Fixing Seeds for Reproducible Evaluations¶
Pin all non-LLM randomness so that option shuffles and few-shot selections are identical across runs.
The Scenario¶
You're evaluating product review summaries with multi-choice quality scales. Your team needs to reproduce each other's results exactly—same shuffled option orders, same few-shot examples—even though LLM temperature is above zero. Without a fixed seed, every run shuffles multi-choice options differently, making it impossible to attribute score changes to rubric edits vs. random variation.
What You'll Learn¶
- Using
CriterionGrader(seed=...)to pin all non-LLM randomness - How the master seed coordinates option shuffling and few-shot selection
- Inspecting
shuffle_orderin criterion reports - How seeds are persisted in experiment checkpoints
- Comparing runs with identical seeds to isolate rubric changes
The Solution¶
flowchart LR
MS[Master Seed] --> SS[Shuffle Seeds]
MS --> FS[Few-Shot Seed]
SS --> |per item × criterion × judge| RNG[Seeded RNG]
RNG --> SO[shuffle_order]
SO --> CR[CriterionReport]
MS --> MF[manifest.json]
Step 1: Create a Seeded Grader¶
Pass seed to CriterionGrader. This single value governs all non-LLM randomness:
from autorubric import LLMConfig
from autorubric.graders import CriterionGrader
grader = CriterionGrader(
llm_config=LLMConfig(model="openai/gpt-4.1-mini", temperature=0.3),
seed=42,
)
print(f"Seed: {grader.seed}") # 42
If you omit seed, one is auto-generated and accessible via grader.seed. This means randomness is always pinned after construction—you just need to record the seed to reproduce later.
grader = CriterionGrader(
llm_config=LLMConfig(model="openai/gpt-4.1-mini"),
)
print(f"Auto seed: {grader.seed}") # e.g. 1738294021
Step 2: Understand What Gets Seeded¶
The master seed controls two sources of randomness:
| Source | Without Seed | With Seed |
|---|---|---|
| Option shuffling | Different permutation every call | Deterministic per (item, criterion, judge) |
| Few-shot example selection | Random sampling | Reproducible stratified sampling |
LLM sampling (temperature, top-p) is not affected—it depends on provider-level randomness. The seed pins everything you control on the client side.
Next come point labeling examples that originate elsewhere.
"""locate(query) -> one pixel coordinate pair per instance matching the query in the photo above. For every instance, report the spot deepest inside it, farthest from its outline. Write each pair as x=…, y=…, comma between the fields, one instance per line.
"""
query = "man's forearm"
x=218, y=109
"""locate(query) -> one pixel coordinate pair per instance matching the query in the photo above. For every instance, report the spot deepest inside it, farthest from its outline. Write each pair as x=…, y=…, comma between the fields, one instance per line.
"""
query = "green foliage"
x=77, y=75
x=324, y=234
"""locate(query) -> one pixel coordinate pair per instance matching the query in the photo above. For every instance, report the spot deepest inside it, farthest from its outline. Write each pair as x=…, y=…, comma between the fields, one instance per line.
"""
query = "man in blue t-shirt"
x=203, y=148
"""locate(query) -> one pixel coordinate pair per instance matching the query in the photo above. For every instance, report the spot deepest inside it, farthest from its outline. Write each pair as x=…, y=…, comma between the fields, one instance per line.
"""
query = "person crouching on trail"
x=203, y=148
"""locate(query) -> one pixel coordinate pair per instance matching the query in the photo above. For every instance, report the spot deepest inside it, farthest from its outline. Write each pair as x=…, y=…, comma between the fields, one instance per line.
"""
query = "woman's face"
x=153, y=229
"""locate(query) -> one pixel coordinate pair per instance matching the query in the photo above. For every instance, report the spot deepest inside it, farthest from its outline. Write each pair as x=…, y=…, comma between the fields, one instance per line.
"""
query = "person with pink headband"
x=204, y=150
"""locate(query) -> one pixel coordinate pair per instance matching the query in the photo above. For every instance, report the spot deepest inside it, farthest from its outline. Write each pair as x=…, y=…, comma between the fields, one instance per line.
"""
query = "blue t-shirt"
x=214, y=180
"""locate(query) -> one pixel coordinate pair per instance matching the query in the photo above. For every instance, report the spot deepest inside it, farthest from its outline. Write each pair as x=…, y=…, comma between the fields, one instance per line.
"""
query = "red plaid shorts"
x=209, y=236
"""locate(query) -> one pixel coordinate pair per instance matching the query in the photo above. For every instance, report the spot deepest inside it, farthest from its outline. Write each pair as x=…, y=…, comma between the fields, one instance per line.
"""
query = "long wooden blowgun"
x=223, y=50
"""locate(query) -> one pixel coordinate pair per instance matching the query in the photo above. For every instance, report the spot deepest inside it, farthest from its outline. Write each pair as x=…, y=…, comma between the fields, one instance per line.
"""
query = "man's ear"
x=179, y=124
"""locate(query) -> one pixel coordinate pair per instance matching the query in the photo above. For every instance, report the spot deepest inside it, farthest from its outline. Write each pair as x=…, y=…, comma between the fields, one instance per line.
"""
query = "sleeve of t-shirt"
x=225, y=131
Step 3: Define a Multi-Choice Rubric¶
from autorubric import Rubric
rubric = Rubric.from_dict([
{
"name": "accuracy",
"weight": 10.0,
"requirement": "How accurately does the summary capture the key points?",
"options": [
{"label": "Inaccurate", "value": 0.0},
{"label": "Partially accurate", "value": 0.5},
{"label": "Accurate", "value": 0.8},
{"label": "Highly accurate", "value": 1.0},
],
"scale_type": "ordinal"
},
{
"name": "conciseness",
"weight": 8.0,
"requirement": "How concise is the summary?",
"options": [
{"label": "Verbose", "value": 0.0},
{"label": "Somewhat concise", "value": 0.5},
{"label": "Concise", "value": 1.0},
],
"scale_type": "ordinal"
}
])
Step 4: Run Evaluation and Inspect Shuffle Orders¶
import asyncio
from autorubric import RubricDataset, evaluate
dataset = RubricDataset(
prompt="Summarize this product review in 2-3 sentences.",
rubric=rubric,
name="review-summaries-v1",
)
# Add items...
dataset.add_item(
submission="This laptop has great battery life and a sharp display, but the keyboard is mushy.",
description="Laptop review summary",
)
async def main():
result = await evaluate(
dataset, grader,
show_progress=False,
experiment_name="seeded-run-42",
)
# Inspect shuffle orders in criterion reports
for item_result in result.item_results:
report = item_result.report
if report.report:
for cr in report.report:
if cr.shuffle_order is not None:
print(f" {cr.name}: shuffle_order={cr.shuffle_order}")
asyncio.run(main())
Output:
The shuffle_order maps shuffled position to original index. Here, the LLM saw accuracy options in the order [Accurate, Inaccurate, Highly accurate, Partially accurate] instead of the original order.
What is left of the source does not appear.